IMPACT has agreed to suspend industrial action by more than 600 Department of Agriculture technical staff from next week, after management agreed to enter a Labour Relations Commission-assisted process to address a comprehensive list of issues tabled by the union.

The union said industrial action, which began on Monday 20 January, will resume if the issues are not resolved.

IMPACT national secretary Eamonn Donnelly said the union had held two meetings with management and he believed the department now clearly understood the issues and was “prepared to deal with them all in a serious way”.

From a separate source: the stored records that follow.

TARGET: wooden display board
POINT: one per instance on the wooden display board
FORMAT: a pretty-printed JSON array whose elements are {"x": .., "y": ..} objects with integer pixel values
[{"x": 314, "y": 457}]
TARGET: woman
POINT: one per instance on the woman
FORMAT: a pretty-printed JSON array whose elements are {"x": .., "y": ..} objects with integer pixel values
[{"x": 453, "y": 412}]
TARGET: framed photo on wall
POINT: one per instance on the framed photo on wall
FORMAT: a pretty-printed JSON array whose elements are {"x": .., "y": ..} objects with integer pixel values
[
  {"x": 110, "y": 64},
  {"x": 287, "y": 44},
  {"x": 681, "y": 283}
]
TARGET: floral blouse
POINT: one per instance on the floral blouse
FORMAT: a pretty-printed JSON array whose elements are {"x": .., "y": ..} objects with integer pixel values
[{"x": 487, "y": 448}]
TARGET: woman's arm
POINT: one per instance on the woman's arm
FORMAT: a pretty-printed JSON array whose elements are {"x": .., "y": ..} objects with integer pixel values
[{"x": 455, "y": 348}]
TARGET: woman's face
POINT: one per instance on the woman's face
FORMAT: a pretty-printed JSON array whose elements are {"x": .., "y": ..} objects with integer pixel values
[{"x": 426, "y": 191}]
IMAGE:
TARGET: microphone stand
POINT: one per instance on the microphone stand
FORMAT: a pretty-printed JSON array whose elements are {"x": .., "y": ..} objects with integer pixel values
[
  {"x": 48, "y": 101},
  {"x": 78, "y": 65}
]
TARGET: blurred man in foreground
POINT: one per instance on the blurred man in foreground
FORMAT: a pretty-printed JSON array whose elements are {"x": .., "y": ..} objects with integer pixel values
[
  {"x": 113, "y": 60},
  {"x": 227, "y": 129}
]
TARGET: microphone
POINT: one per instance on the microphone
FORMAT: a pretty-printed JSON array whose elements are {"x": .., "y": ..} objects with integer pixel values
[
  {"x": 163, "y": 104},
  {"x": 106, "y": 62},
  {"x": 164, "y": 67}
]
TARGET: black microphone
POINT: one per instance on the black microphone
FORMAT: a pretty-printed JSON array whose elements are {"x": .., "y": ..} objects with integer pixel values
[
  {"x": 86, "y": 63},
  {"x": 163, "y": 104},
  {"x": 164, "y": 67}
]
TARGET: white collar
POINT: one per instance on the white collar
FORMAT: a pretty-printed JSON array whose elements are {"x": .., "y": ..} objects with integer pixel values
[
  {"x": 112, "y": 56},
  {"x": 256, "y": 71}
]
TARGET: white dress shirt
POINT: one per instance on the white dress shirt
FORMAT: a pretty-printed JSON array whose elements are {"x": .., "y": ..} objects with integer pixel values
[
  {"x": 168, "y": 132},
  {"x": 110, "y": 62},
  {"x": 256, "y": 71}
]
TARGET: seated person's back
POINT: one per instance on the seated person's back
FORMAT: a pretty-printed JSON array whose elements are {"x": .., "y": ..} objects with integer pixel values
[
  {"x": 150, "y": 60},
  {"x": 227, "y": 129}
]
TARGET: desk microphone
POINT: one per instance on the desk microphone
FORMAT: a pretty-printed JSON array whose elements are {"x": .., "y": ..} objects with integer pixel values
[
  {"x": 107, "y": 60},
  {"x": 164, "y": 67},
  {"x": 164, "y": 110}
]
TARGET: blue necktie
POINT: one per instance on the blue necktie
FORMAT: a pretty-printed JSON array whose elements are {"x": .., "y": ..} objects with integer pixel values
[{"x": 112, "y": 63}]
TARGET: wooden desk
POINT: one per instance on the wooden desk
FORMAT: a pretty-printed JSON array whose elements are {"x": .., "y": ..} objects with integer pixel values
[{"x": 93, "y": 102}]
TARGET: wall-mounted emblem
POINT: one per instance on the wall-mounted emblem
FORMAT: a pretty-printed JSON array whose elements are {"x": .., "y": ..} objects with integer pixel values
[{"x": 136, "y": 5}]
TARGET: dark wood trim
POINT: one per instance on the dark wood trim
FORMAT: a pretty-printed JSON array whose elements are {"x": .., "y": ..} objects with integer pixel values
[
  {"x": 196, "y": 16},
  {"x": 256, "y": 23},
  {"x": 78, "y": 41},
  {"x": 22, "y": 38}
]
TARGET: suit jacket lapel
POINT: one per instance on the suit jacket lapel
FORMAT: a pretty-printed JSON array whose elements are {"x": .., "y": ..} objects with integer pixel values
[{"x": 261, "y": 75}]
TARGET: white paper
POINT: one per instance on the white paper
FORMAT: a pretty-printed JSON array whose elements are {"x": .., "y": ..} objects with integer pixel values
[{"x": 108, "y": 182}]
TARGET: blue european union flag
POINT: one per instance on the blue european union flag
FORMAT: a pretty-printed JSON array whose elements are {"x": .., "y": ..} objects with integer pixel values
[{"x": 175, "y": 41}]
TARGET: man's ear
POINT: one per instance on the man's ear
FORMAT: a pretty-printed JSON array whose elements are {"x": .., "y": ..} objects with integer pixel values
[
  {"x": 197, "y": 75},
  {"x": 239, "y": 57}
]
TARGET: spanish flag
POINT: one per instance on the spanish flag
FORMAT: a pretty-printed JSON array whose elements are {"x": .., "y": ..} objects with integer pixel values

The issues raised by IMPACT include staffing levels and the department’s failure to implement reports that would generate savings by optimising the skills and resources of agricultural officer grades. According to the trade union, the LRC process will also address the grading structure, developing meaningful roles for agriculture officers, the need for a “changed culture towards technical staff and a rebuilding of trust in the collapsed industrial relations system,” and a range of other industrial relations issues.

Donnelly said the union would be contacting its members early next week to outline the developments that led to the suspension of action and explain the next steps.

IMPACT says the workers have fully co-operated with extensive reforms, including the closure of 42 local offices, down from 58 to 16, which have delivered €30 million in savings. Their dispute centres on management’s subsequent failure to sustain and expand their duties in line with independent reports – commissioned by the department – which say further substantial savings could be delivered if technical staff took on some of the inspection duties currently allocated to higher paid civil servants and expensive external contractors. The union says management’s failure to implement the reforms costs taxpayers and farming communities millions of euro, while putting technical jobs at risk.

The staff are central to food safety and compliance with EU and Irish regulations on the production, labelling, sale and export certification of agricultural produce including live animals.